In a particular embodiment, the temperature of the workpiece is manipulated before the pin tool is brought in contact with the joint. In another embodiment, the temperature of the workpiece is manipulated when the pin tool is in contact with the joint. In yet another embodiment, the temperature of the workpiece is manipulated after the pin tool has been in contact with the joint. In an example, the peak welding temperature may be limited below the beta-transus temperature of an alpha-beta titanium alloy, in order to prevent grain growth in the weld affected zone. In another example, the peak welding temperature may be limited below the austenitization temperature in steels, in order to avoid formation of a brittle martensite upon cooling. In yet another example, the post-weld cooling rate may be controlled to avoid the formation of deleterious phases within and around the weld affected zone. Further, controlling the temperature may include monitoring and controlling cooling rate of a temperature control media passed through the thermal control plate in accordance with a desirable cooling curve. In another example, controlling the temperature may include monitoring and controlling temperature of the temperature control media. In yet another example, controlling the temperature may also be provided by multiple strip heaters or multiple resistive heaters. The method 110 also includes maintaining a user chosen temperature differential between the weld affected zone and the backing plate via the thermal control plate in step 118. This helps in controlling any microstructural changes in the workpiece. Some non-limiting examples of controlling the microstructural changes may include controlling phase distribution and phase morphology, avoiding harmful phase transitions and controlling grain size of the material in the workpiece.
The various embodiments of a method for controlling microstructure via thermal management described above thus facilitate a way to improve or preserve material properties such as yield strength, tensile strength, ductility, impact toughness, fracture toughness, fatigue crack growth resistance, low cycle fatigue resistance, high cycle fatigue resistance, and superplastic formability of a friction weld and surrounding regions.
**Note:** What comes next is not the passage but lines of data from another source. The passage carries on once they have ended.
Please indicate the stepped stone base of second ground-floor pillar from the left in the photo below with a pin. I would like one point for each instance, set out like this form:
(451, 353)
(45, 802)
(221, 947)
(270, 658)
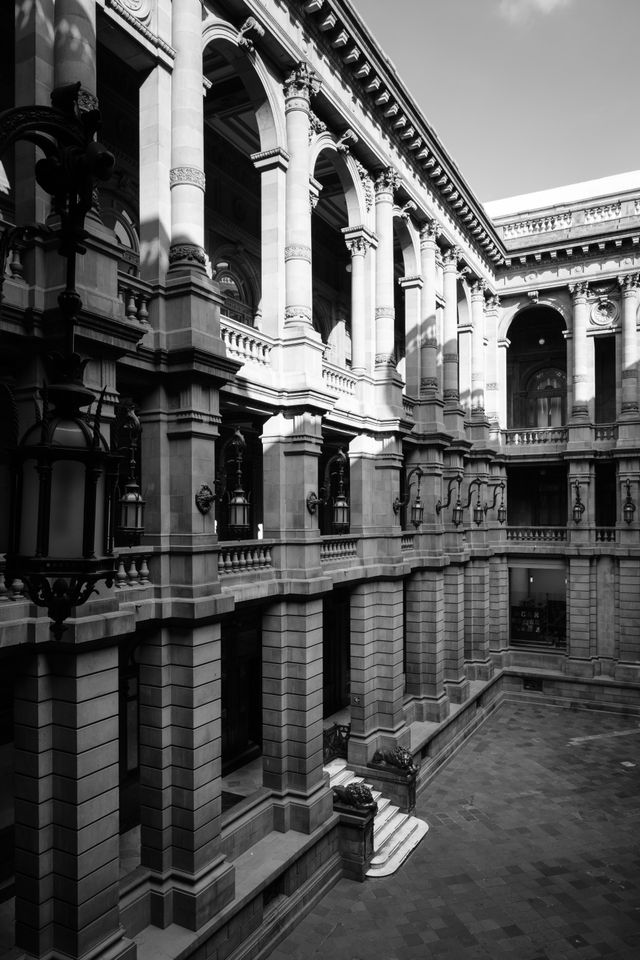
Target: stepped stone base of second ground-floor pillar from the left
(191, 901)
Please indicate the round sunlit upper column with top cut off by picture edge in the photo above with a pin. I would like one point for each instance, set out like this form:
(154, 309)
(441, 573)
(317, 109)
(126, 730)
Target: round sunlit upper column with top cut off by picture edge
(187, 181)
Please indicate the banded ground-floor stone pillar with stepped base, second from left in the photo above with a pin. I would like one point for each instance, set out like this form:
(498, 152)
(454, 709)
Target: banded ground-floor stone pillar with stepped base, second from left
(180, 775)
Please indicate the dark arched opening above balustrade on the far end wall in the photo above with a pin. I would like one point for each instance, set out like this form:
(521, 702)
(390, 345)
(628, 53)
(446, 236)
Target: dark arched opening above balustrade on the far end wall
(537, 370)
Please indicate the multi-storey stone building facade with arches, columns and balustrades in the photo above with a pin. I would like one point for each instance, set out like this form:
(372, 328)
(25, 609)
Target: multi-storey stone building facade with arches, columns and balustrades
(428, 409)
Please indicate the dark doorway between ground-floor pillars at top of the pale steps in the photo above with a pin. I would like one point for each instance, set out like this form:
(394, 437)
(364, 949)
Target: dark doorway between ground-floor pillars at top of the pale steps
(336, 661)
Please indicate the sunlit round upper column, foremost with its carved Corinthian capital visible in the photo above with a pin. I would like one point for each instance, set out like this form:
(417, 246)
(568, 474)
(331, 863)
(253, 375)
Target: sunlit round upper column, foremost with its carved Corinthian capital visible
(301, 84)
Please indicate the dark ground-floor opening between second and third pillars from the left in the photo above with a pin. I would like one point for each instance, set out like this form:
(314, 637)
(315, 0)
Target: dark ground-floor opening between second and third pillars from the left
(241, 690)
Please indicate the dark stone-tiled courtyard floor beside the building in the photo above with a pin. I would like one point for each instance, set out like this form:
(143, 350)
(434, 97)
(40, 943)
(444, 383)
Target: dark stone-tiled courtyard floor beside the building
(533, 853)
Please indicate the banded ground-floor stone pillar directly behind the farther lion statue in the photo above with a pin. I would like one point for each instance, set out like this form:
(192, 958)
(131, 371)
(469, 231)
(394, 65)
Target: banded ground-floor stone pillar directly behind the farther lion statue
(377, 679)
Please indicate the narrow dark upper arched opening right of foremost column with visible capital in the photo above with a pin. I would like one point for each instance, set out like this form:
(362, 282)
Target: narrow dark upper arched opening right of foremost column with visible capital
(331, 263)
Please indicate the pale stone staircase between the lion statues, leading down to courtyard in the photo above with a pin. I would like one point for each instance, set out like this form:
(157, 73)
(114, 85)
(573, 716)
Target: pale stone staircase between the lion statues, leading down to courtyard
(395, 834)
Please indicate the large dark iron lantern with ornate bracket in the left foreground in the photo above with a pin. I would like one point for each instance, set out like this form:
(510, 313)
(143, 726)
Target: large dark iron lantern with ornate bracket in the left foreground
(64, 472)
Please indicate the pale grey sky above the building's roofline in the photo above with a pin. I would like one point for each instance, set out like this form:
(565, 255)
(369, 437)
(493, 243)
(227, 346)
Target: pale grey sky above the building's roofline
(524, 94)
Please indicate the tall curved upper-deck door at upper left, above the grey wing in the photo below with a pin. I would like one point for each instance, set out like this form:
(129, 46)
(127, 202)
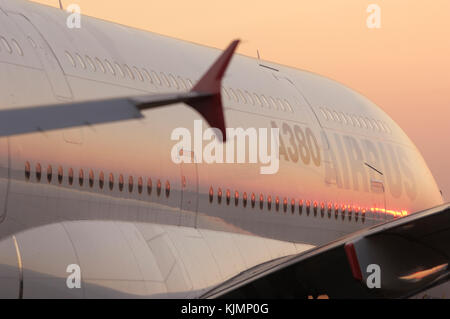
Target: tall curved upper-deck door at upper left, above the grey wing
(48, 59)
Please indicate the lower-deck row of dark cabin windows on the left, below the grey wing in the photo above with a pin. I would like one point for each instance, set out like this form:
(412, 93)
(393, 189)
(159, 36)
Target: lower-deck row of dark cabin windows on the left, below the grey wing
(91, 179)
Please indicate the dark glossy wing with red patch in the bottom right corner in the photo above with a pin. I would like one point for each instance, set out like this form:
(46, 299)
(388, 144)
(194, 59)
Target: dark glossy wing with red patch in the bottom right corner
(409, 255)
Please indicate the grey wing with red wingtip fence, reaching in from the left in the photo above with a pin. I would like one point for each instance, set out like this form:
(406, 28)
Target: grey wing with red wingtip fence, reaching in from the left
(205, 97)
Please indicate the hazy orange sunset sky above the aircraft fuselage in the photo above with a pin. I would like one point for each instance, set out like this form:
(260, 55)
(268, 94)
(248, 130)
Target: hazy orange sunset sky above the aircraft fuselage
(404, 66)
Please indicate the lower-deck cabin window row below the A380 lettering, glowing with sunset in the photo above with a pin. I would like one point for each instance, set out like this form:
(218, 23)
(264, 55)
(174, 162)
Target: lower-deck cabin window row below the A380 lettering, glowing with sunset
(310, 207)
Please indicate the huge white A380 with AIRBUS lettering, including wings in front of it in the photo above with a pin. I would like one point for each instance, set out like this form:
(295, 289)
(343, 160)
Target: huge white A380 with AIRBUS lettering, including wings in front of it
(88, 185)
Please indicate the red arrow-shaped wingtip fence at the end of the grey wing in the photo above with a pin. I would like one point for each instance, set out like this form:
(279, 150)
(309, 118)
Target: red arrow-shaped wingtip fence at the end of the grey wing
(211, 107)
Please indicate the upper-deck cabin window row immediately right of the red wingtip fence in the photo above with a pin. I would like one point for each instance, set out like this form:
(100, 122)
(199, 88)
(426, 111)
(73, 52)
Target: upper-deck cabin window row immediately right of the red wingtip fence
(258, 100)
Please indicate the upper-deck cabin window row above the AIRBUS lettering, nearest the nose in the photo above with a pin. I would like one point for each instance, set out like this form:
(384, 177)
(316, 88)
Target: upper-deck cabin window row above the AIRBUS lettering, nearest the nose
(355, 120)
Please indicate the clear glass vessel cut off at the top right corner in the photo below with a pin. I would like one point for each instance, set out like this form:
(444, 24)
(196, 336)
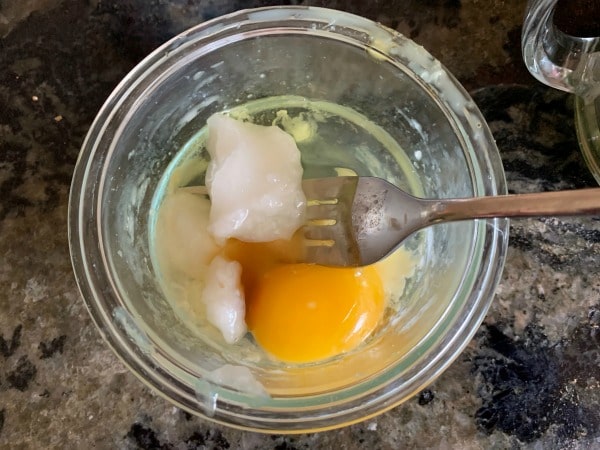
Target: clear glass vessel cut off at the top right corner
(561, 48)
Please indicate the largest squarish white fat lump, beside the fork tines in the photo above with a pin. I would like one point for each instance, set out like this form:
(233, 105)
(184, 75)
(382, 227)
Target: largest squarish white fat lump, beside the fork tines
(254, 180)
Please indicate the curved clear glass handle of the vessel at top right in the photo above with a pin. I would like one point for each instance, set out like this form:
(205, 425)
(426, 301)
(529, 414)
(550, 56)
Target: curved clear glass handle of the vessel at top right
(558, 59)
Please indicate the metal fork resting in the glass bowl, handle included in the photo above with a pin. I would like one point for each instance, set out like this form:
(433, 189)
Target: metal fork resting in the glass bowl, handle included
(356, 221)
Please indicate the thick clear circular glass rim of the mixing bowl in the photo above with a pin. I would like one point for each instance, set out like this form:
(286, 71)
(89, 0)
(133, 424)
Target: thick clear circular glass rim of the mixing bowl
(84, 216)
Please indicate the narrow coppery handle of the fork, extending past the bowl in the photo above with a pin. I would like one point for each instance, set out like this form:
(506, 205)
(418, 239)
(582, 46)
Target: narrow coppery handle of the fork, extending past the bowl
(559, 203)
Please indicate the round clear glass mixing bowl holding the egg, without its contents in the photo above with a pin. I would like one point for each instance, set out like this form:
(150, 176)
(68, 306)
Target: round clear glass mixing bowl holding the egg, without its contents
(400, 112)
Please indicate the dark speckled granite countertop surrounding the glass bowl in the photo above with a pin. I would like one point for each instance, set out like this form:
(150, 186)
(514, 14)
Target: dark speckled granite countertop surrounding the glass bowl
(529, 379)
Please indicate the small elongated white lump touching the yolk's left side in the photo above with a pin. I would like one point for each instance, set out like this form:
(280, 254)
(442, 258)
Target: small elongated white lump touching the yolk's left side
(223, 297)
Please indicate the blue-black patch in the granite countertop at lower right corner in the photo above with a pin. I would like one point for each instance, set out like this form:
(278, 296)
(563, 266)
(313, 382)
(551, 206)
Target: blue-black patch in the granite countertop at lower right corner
(525, 391)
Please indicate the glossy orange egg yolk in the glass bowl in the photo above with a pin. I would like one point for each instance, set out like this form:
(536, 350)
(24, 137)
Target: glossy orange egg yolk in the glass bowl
(302, 312)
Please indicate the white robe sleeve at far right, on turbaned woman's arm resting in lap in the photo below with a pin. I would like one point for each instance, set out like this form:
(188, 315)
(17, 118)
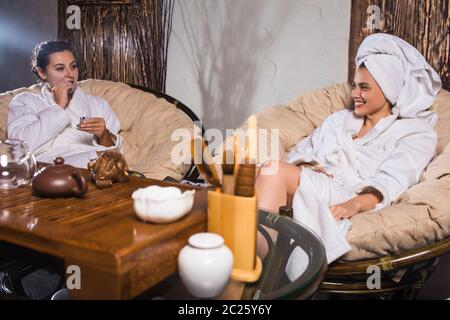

This method also allows for improved in-situ control of structure and properties in a weld.
Of course, it is to be understood that not necessarily all such objects or advantages described above may be achieved in accordance with any particular embodiment. Thus, for example, those skilled in the art will recognize that the techniques described herein may be embodied or carried out in a manner that achieves or optimizes one advantage or group of advantages as taught herein without necessarily achieving other objects or advantages as may be taught or suggested herein.
While only certain features of the invention have been illustrated and described herein, many modifications and changes will occur to those skilled in the art. It is, therefore, to be understood that the appended claims are intended to cover all such modifications and changes as fall within the true spirit of the invention.